お題:疲れた夕方 制限時間:15分 読者:19 人 文字数:562字

たゆまぬ日常※ほんのりBL風味
 外回りから戻り伝票を書き上げるとフロアに残っているのは営業仲間ばかりだった。明日の朝イチで処理してもらおうと、付箋をつけて営業アシスタントの机に書類を置いておく。
「お先ー」
「おー、おつー」
 気怠い挨拶を交わしスモーキングルームへと向かう。
「お疲れさん」
「どうも」
 先客がいた。二つ上の先輩だった。
「珍しいですね。いつも定時ダッシュなのに」
「嫁が子供連れて里帰りしてるからなあ」
「それはそれは……鬼の居ぬ間にってヤツですか?」
「ばあか」
 フィルターを噛んで笑う。

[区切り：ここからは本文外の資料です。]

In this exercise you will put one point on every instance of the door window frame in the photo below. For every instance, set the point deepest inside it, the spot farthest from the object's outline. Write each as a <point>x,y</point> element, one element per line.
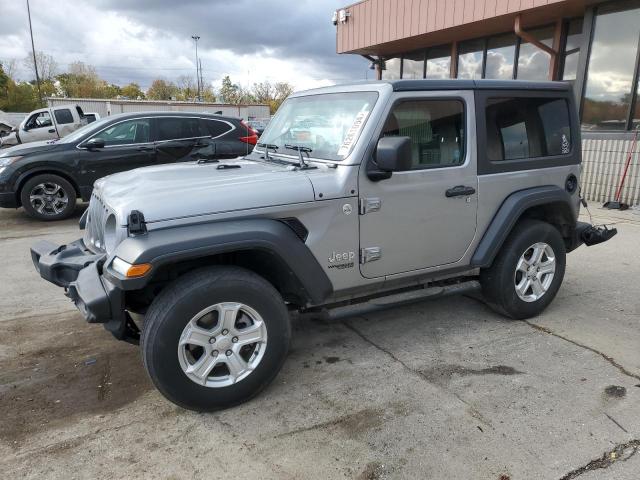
<point>411,96</point>
<point>81,146</point>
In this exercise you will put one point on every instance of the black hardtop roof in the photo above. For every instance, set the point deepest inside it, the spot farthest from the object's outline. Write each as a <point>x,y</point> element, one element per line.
<point>454,84</point>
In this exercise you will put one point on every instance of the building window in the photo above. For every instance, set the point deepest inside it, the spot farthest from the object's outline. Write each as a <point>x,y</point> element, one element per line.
<point>519,128</point>
<point>470,57</point>
<point>439,62</point>
<point>608,91</point>
<point>533,63</point>
<point>572,49</point>
<point>436,130</point>
<point>391,70</point>
<point>413,65</point>
<point>501,53</point>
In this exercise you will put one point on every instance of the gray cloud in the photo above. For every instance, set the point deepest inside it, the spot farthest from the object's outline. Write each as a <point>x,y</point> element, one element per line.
<point>158,37</point>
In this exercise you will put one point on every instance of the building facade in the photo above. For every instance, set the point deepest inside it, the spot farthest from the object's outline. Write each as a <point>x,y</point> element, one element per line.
<point>595,45</point>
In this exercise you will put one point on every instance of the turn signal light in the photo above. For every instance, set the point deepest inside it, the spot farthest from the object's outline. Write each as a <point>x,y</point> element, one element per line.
<point>128,270</point>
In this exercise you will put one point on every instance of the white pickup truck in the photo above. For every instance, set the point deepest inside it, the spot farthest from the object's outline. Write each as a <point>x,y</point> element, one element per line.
<point>48,124</point>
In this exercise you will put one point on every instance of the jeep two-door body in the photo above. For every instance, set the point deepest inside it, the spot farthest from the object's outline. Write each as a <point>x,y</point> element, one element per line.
<point>355,191</point>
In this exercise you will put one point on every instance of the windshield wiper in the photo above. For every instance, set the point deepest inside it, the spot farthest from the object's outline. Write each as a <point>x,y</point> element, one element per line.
<point>301,149</point>
<point>266,147</point>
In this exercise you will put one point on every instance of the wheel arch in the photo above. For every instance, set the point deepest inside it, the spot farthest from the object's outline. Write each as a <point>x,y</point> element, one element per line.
<point>550,203</point>
<point>269,248</point>
<point>29,174</point>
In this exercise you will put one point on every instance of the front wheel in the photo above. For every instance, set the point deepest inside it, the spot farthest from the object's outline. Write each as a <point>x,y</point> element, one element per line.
<point>528,271</point>
<point>215,338</point>
<point>48,197</point>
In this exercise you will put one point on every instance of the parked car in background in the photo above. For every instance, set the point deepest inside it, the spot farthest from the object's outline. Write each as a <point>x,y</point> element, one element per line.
<point>47,177</point>
<point>92,117</point>
<point>257,125</point>
<point>46,124</point>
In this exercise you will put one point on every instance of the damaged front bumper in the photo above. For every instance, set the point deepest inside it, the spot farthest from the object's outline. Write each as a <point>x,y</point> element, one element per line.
<point>79,271</point>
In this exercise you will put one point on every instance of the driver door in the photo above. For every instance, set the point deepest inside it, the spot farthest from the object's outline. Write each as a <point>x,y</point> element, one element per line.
<point>423,217</point>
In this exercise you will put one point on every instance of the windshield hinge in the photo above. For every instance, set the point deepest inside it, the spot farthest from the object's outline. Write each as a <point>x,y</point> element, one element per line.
<point>136,224</point>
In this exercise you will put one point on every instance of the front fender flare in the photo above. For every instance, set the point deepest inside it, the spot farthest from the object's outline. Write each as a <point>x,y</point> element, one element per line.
<point>163,247</point>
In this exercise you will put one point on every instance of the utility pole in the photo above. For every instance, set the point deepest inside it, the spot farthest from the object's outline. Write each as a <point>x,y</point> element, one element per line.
<point>196,38</point>
<point>33,50</point>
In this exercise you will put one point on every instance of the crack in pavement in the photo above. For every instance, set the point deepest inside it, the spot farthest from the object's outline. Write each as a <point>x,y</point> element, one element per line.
<point>621,452</point>
<point>472,410</point>
<point>609,359</point>
<point>616,422</point>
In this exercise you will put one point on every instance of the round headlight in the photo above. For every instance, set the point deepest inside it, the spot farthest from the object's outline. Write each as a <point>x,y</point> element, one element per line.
<point>110,233</point>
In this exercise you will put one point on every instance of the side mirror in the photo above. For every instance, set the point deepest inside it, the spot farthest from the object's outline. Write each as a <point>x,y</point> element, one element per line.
<point>95,143</point>
<point>393,154</point>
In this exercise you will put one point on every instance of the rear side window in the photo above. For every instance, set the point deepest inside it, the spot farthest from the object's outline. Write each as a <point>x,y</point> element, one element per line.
<point>527,127</point>
<point>436,130</point>
<point>176,128</point>
<point>215,128</point>
<point>63,116</point>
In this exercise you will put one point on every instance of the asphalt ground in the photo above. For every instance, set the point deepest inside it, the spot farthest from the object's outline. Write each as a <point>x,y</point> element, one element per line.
<point>442,389</point>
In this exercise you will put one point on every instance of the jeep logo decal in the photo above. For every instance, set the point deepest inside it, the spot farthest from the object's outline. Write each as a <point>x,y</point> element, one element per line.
<point>341,260</point>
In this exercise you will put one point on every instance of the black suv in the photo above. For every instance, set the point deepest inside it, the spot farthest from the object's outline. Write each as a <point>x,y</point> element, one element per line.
<point>47,177</point>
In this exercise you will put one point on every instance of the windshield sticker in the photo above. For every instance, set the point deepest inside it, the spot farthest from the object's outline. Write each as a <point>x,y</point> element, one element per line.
<point>565,144</point>
<point>353,133</point>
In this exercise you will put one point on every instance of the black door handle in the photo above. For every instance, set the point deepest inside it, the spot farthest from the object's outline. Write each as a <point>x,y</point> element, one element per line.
<point>459,191</point>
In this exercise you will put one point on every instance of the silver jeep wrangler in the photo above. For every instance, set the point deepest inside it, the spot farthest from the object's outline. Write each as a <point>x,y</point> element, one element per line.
<point>355,191</point>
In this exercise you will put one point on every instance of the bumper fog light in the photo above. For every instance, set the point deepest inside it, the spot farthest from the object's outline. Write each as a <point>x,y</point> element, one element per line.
<point>128,270</point>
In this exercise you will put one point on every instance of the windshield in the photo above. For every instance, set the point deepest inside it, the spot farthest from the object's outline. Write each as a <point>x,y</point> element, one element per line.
<point>328,124</point>
<point>82,131</point>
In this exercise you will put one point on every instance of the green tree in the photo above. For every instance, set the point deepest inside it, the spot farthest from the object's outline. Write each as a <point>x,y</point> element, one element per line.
<point>162,90</point>
<point>132,91</point>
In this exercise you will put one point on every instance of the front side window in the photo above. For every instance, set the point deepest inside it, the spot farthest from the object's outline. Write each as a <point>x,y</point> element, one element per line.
<point>39,120</point>
<point>63,116</point>
<point>176,128</point>
<point>328,124</point>
<point>501,52</point>
<point>436,130</point>
<point>126,133</point>
<point>520,128</point>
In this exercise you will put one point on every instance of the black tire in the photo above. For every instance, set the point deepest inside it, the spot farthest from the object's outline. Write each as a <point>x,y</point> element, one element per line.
<point>177,304</point>
<point>51,205</point>
<point>499,281</point>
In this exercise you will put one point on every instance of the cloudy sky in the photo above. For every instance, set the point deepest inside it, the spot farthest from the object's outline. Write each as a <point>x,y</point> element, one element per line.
<point>140,40</point>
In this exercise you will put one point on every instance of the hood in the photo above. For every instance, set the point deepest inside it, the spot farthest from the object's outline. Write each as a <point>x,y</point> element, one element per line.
<point>31,147</point>
<point>189,189</point>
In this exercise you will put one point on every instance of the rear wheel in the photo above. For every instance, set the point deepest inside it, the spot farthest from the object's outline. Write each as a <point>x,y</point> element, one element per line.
<point>527,273</point>
<point>48,197</point>
<point>215,338</point>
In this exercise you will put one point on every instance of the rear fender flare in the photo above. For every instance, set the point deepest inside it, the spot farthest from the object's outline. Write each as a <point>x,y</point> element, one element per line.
<point>513,207</point>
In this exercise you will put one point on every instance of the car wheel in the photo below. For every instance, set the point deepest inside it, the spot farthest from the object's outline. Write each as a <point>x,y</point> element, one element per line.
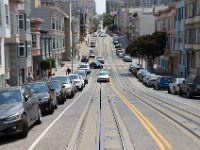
<point>24,132</point>
<point>189,94</point>
<point>39,120</point>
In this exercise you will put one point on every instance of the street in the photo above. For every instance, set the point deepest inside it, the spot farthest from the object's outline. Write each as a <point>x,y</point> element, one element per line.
<point>120,114</point>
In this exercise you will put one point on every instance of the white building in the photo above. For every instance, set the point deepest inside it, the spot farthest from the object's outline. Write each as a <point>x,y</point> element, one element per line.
<point>4,33</point>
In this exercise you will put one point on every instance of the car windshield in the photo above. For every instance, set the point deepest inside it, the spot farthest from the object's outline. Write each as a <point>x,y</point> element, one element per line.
<point>9,97</point>
<point>38,87</point>
<point>62,79</point>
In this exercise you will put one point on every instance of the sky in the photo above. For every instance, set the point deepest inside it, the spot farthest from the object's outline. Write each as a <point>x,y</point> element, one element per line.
<point>100,6</point>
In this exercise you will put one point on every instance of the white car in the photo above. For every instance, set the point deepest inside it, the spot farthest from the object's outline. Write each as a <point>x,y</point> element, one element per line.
<point>85,67</point>
<point>103,76</point>
<point>78,81</point>
<point>174,86</point>
<point>67,82</point>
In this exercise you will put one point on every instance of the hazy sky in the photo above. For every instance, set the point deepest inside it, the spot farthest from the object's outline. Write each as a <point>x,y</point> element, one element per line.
<point>100,6</point>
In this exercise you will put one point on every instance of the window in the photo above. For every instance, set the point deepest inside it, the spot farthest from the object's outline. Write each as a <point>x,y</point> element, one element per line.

その顔に疲れが見えた。
「いればいたでうるさいんだけどさあ、いないとこれが寂しい訳よ」
「そんなもんスか?」
 俺もタバコを振り出して銜えた。
「お前独り暮らしだっけ?」
「……いえ、友人とシェアを」
「だっけか。そーいやけっこういいとこ住んでたよな」
「まあ」
 火をつける。
「いいよなあ。独身貴族。野郎同志の共同生活なら気を使うこともないだろうし」
 ふうっとお互い煙を吐く。
「でもいてる人間がいないと寂しいだろ?」
 少し考えて頷いた。
「そーっスね」
 そんな話を交わして帰る。

 自分以外の靴が無造作に置かれた玄関。料理と洗剤の混じった雑多な香り。生活の匂い。
「ただいま」
「おかえりー」
 いつもと同じ光景にほっとした。